5. Verzoekers beogen met hun verzoek stillegging van de bouw. Zij zijn van mening dat het bouwplan stedenbouwkundig onaanvaardbaar is, in strijd met eisen van welstand en zal leiden tot een inbreuk op hun privacy.
6. Ingevolge artikel 8:81, eerste lid, van de Algemene wet bestuursrecht (Awb) kan de voorzieningenrechter op verzoek een voorlopige voorziening treffen als onverwijlde spoed, gelet op de betrokken belangen, dat vereist. De beoordeling van een verzoek om een voorlopige voorziening vergt daarom in de regel een voorlopige beoordeling van de rechtmatigheid van het bestreden besluit dan wel, voor zover aangewezen, een afweging van de betrokken belangen.
7. Ter zitting is gebleken dat de bouw in volle gang is. Daarin ziet de voorzieningenrechter voldoende aanleiding om spoedeisend belang aan te nemen.
8. Ter zitting heeft de gemachtigde van vergunninghouder de voorzieningenrechter gevraagd om naast het verzoek om een voorlopige voorziening ook meteen op het beroep te beslissen. Daartoe ziet de voorzieningenrechter evenwel geen ruimte. Op 13 oktober 2020 hebben verzoekers bij de rechtbank een ‘Second Opinion Welstand’ ingediend. Dit stuk dateert van 29 september 2020 en is opgesteld door ir. [naam ] , architect. [naam ] heeft in dit stuk gemotiveerd betoogd dat het bouwplan in strijd is met de redelijke eisen van welstand en dat het stedenbouwkundig niet aanvaardbaar is. Verzoekers beogen met deze second opinion een deskundig tegenadvies te overleggen. Verweerders gemachtigde heeft ter zitting aangegeven dat zij dit stuk gisteren heeft ontvangen en dat zij er nog niet naar heeft kunnen kijken. Alvorens op het beroep kan worden beslist dienen verweerder en vergunninghouder de gelegenheid te krijgen om op de second opinion te reageren. Het vorenstaande betekent dat de beroepszaak in dit stadium nog niet kan worden afgedaan. Derhalve zal de voorzieningenrechter uitsluitend beslissen op het verzoek om een voorlopige voorziening.
9. Nu verweerder (en desgewenst vergunninghouder) nog moet reageren op het ingebrachte deskundigenadvies van [naam ] , zal de voorzieningenrechter afzien van een voorlopig rechtmatigheidsoordeel van het bestreden besluit.

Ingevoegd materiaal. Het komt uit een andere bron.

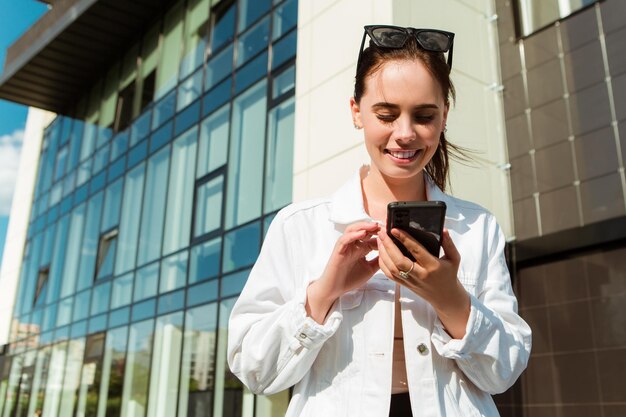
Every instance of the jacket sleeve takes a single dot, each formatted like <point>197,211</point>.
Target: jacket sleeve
<point>497,342</point>
<point>272,343</point>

Op dit moment kan de voorzieningenrechter immers niet overzien of de second opinion gevolgen heeft voor de rechtmatigheid van het bestreden besluit. Derhalve zal de voorzieningenrechter bezien of het verzoek om een voorlopige voorziening dat er op is gericht de bouwwerkzaamheden stil te leggen voor toewijzing in aanmerking komt op basis van een afweging van de betrokken belangen.
10. Ter zitting heeft vergunninghouder verklaard dat het casco klaar is maar dat de aanbouw nog niet wind- en waterdicht is omdat de gevelbeplating ontbreekt. Vergunninghouder heeft derhalve een zwaarwegend belang bij het mogen voortzetten van de bouwwerkzaamheden. In de omstandigheid dat verzoekers de aanbouw lelijk vinden en niet vinden passen in de omgeving ziet de voorzieningenrechter voorshands geen zwaarwegend belang om onmiddellijk een bouwstop te bevelen. Het casco staat er al dus verzoekers worden thans ook al belemmerd in hun uitzicht. De voorzieningenrechter onderkent dat bij doorbouwen niet valt uit te sluiten dat de privacy van verzoekers tot op zekere hoogte zal worden aangetast, maar in de afweging van belangen of tot onmiddellijke stopzetting van de bouw moet worden bevolen kent de voorzieningenrechter daaraan geen doorslaggevend belang toe.
11. Resumerend ziet de voorzieningenrechter gelet op de betrokken belangen op dit moment geen aanleiding het verzoek toe te wijzen. Voor een proceskostenveroordeling bestaat geen aanleiding.

Beslissing

De voorzieningenrechter wijst het verzoek om voorlopige voorziening af.
Deze uitspraak is gedaan door mr. M.P. de Valk, voorzieningenrechter, in aanwezigheid van mr. J. Poggemeier, griffier. De beslissing is in het openbaar uitgesproken op 29 oktober 2020.
griffier voorzieningenrechter
Afschrift verzonden aan partijen op:

Rechtsmiddel

Tegen deze uitspraak staat geen rechtsmiddel open.